THE SENATE has finally taken up the labor-law reform bill - and ought to pass it. The basic purpose of the bill is to uphold a simple and fundamental principle that no one should be permitted to profit by violating or evading the law's requirements. This legislation would provide little in the way of new rights or privileges to the National Labor Relations Board's presents procedures and - an essential point - increase the chances that its orders would be put into effect promptly.

This legislation is essentially aimed at the small but conspicuous minority of employers who exploit present procedures to procrastinate, sometimes interminably, in meeting their legal obligations. The bill would, for example, set firm time limits for representation elections. If the union wins an election, present law requires the employer to bargain in good faith. Sometimes companies are recalcitrant. Then the union has to go back to the NLRB, which - months, or sometimes years, later - issues an order. But an NLRB order is not self-enforcing. If the employer chooses to ignore it, nothing happens until somebody goes to court. The bill wouldn't abridge anybody's right of appeal. It would just speed up the process.
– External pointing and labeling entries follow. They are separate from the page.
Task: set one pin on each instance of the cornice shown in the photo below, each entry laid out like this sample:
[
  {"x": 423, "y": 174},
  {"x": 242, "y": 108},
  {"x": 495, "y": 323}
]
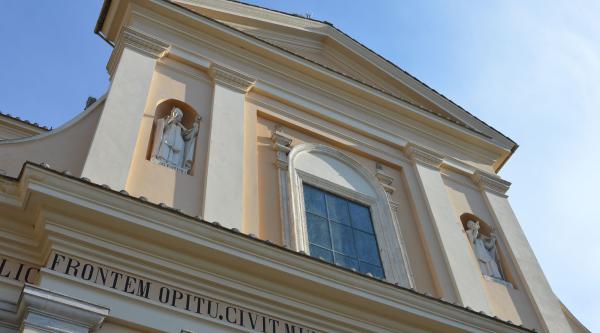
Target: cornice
[
  {"x": 168, "y": 221},
  {"x": 490, "y": 182},
  {"x": 423, "y": 155},
  {"x": 230, "y": 78},
  {"x": 139, "y": 42}
]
Much of his bill comes out of organized labor's long struggle with one textile manufacturer, J.P. Stevens and Company. The company has repeatedly been found in violation of the law and several times has been held in contempt of court. It prefers to pay fines rather than to follow the law. The bill tries to strike directly at Stevens with a blacklist clause forbidding goverment purchases from companies in violation. But blacklisting is an ugly device and, as a purely practical consideration, there may be other willful violaurs in the future that do not sell to the government. The Senate would be wise to delete the blacklist clause altogether and substitute other weapons, like escating fines.

The basic defect of this bill, as we have repeately argued, is its disproportionate attention to the unions' troubles. It displays inadequate concern for the rights of individual workers. But the bill has already been through the House, and there is little opportunity now for any broad revision. The question is whether the bill, as it stands, would improve American labor law.
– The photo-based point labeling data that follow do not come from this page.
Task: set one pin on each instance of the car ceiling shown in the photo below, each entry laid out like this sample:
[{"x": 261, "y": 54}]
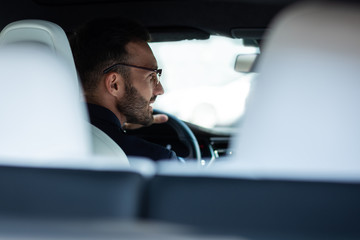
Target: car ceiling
[{"x": 168, "y": 20}]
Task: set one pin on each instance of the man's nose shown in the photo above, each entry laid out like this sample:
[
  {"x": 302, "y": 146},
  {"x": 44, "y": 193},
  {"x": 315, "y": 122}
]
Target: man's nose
[{"x": 158, "y": 89}]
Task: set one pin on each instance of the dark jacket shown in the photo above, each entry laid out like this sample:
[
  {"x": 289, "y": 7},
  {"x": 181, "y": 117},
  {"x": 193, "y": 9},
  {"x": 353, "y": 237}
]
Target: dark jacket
[{"x": 107, "y": 121}]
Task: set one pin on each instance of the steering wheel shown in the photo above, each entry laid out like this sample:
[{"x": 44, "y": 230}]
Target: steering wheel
[{"x": 174, "y": 134}]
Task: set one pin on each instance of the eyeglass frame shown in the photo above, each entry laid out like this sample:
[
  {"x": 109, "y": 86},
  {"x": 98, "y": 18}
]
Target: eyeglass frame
[{"x": 157, "y": 71}]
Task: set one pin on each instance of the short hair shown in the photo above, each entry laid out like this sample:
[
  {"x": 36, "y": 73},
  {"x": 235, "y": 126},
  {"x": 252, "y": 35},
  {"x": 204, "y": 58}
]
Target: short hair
[{"x": 101, "y": 43}]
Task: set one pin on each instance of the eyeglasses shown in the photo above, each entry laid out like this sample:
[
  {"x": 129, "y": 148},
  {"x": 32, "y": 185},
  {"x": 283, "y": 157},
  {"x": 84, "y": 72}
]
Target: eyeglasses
[{"x": 157, "y": 71}]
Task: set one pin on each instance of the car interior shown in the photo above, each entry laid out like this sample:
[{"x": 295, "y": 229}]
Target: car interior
[{"x": 282, "y": 162}]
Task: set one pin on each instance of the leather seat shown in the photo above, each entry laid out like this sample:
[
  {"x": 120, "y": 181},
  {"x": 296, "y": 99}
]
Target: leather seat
[
  {"x": 52, "y": 37},
  {"x": 303, "y": 117}
]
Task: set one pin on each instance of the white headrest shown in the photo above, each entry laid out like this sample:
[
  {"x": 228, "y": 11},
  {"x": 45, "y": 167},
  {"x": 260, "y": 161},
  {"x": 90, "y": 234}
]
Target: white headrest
[
  {"x": 304, "y": 111},
  {"x": 42, "y": 32},
  {"x": 41, "y": 115}
]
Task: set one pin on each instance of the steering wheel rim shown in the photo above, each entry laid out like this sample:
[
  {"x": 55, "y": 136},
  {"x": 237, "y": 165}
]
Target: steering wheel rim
[{"x": 184, "y": 134}]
The bill's opponents, including most business organizations, believe that it will lead to hugely successful union organizing drives. That seems unlikely, when you consider the present state of the unions. The proportion of the labor force that belongs to unions has been declining for a quater of a century. The unions look to this bill to help them at last stop the erosion. But the causes run far deeper than this rather modest reform can reach. Unions have always had great difficulty organizing white-collar workers - with the notable exception of goverment employees - and the service industries. That's where most of the growth in employment now lies. As for the unions themselves, their leadership is aging and not very flexible in adapting to a changing economy.
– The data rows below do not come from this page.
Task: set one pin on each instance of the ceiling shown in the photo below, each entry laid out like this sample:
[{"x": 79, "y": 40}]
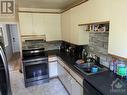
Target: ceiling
[{"x": 47, "y": 4}]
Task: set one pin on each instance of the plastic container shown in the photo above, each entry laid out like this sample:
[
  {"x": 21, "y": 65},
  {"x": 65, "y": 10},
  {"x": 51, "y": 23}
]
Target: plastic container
[
  {"x": 121, "y": 70},
  {"x": 111, "y": 66}
]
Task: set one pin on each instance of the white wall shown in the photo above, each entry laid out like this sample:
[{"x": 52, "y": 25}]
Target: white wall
[
  {"x": 91, "y": 11},
  {"x": 118, "y": 28}
]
Both unions and employers have loaded this bill with symbolic freight far out of proportion to anything that it will accomplish. The bill has became a test of labor's strength and status in American politics. It has become in a queer way, a vote on the moral worth of the unions versus the employers. That is why the Senate is now gloomily settling down to another siege of filibustering and cloture votes - one that will go on, apparently, for weeks. The point to remember, as it goes groaning and droning along, is that the bill is narrower than either side would have you think - but on balance it is worth having.